Конечно, таковое утверждение заслуженного профессора и старого знакомца несколько поколебало уверенность великого князя в подлинности картины, которую он купил за двести пятьдесят тысяч у коллекционера Всеволода Аркадьевича Долгорукова. Но экспертизу он попросил провести в большей мере, чтобы доказать Андриевскому его неправоту. И, в конечном счете, неправым оказался он сам…

* * *

– Вот такие пироги, – подытожил свой рассказ про визит к нему подполковника Охранного отделения Голубовского Сева Долгоруков. – Либо нам надлежит найти настоящего Тициана, либо на нас спустят всех собак Охранного отделения Департамента полиции. Самых опытных и злых собак…

– Погоди, Сева, – подал голос «старик» Огонь-Догановский. – А при чем тут «охранка»? Ведь она занимается политическим сыском, надо полагать, а не уголовным. При чем здесь мы?

– Вот именно, – поддакнул «граф» Давыдовский. – С какой стороны тут прилепилось Охранное отделение?

– А с той, – посмотрел на «старика» и Давыдовского Всеволод Аркадьевич, – что мы «кинули» августейшую особу, представителя царствующего дома, великого князя, дядю государя-императора. Наше дело непростое и вполне может быть приравнено к преступлениям политического характера или даже к государственной измене.

– Да-а, – протянул Ленчик, как-то съежившись. – Мало нам не покажется, ежели…

– А сколько времени этот подполковник нам дал на розыск оригинала «Портрета Карла V»? – спросил Давыдовский.

– До сентября, – ответил Сева.

– А что будет в сентябре? – спросил Ленчик.

– А в сентябре будут именины Ее Императорского Высочества Ольги Федоровны, супруги великого князя Михаила Николаевича, для подарка коей, собственно, и предназначалась эта картина.

– М-да-а, дела-а… – протянул Огонь-Догановский, печально уставившись в узоры на ковре. Потом, подняв взор на шефа, спросил: – И с чего ты думаешь начинать?

– Честно говоря, не знаю, господа! – Сева едва не всплеснул руками, как это делают кумушки на базарах или театральные актеры и актрисы, когда того требует ситуация. – Ума не приложу, с чего начинать!

– Я знаю, – подал голос молчащий до сих пор Африканыч.

Взоры обратились к нему. А он стоял, красный, растерянный, и не мог поднять глаза. Таким его еще никто никогда не видел. Даже тогда, когда он три дня подряд испытывал невероятные мучения тела и души, о причинах которых распространяться не пожелал.

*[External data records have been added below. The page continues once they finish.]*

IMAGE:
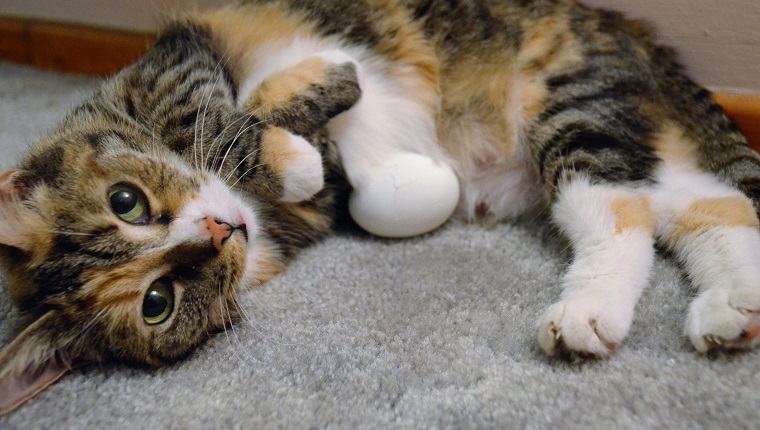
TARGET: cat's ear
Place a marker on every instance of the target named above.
(14, 215)
(32, 362)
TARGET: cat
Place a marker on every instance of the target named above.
(128, 232)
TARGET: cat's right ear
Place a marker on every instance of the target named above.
(15, 216)
(37, 358)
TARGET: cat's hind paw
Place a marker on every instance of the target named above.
(721, 320)
(576, 327)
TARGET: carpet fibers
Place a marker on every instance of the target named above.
(432, 332)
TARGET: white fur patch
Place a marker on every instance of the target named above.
(216, 200)
(605, 280)
(304, 175)
(723, 263)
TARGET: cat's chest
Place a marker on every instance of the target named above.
(496, 184)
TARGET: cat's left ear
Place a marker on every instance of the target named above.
(32, 362)
(15, 216)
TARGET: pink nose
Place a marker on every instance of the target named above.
(219, 230)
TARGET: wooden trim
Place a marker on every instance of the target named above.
(68, 47)
(103, 52)
(744, 109)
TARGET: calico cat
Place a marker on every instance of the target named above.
(158, 190)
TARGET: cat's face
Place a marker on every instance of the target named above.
(128, 252)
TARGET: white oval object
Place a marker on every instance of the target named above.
(410, 194)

– Я знаю, – повторил Неофитов.

– Ну, и что ты знаешь? – спросил его Сева.

– Знаю, что я тупой и безмозглый баран, – ответил некогда первый ловелас древней столицы.

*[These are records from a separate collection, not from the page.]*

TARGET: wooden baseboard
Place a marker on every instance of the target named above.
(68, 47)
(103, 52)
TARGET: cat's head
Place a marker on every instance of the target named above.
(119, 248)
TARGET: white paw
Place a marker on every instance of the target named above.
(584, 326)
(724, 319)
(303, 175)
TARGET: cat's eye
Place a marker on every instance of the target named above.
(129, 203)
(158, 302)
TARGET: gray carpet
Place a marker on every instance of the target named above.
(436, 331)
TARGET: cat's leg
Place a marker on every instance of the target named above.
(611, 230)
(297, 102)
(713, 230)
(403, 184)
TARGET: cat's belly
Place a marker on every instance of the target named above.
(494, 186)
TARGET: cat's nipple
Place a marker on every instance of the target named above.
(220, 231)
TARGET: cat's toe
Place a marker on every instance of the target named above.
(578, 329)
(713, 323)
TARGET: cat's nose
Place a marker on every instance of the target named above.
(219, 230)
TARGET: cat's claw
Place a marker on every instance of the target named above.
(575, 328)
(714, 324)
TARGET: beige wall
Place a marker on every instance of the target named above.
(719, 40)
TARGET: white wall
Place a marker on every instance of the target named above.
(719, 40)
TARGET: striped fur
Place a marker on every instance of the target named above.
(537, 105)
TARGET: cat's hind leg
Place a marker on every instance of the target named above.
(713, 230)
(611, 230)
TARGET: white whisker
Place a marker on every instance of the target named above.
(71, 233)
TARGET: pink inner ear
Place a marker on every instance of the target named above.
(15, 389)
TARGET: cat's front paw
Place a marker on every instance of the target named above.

– Это почему так? – остро глянул на него Огонь-Догановский.

– Потому что он очень самокритичен, – попробовал пошутить Давыдовский. Но от его шутки никому не стало веселее.

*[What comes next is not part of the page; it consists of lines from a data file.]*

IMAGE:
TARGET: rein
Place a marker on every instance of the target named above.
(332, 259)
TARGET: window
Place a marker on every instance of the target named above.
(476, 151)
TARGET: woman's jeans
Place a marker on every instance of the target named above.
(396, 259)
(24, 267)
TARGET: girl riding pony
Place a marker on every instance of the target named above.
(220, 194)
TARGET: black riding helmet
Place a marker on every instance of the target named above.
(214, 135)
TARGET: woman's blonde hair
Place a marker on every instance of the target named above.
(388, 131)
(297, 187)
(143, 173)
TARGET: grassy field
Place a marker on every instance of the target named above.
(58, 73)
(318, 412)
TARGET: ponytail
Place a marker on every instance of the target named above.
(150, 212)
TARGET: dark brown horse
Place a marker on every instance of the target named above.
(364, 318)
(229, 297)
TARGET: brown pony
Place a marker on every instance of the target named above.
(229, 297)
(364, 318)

– Поясни, – попросил друга Долгоруков.

– Когда я ездил в Москву к Сизифу заказывать ему Тициана, он сказал мне одну фразу, на которую я, придурок и самый настоящий кретин, не обратил никакого внимания.

– И что это была за фраза? – насторожился Сева.

– Когда я предложил ему написать копию с картины Тициана «Портрет Карла V», – тихо начал Самсон Африканыч, – Сизиф вдруг произнес одну фразу…

Неофитов сглотнул и замолк. Было очень похоже, что слова даются ему с большим трудом.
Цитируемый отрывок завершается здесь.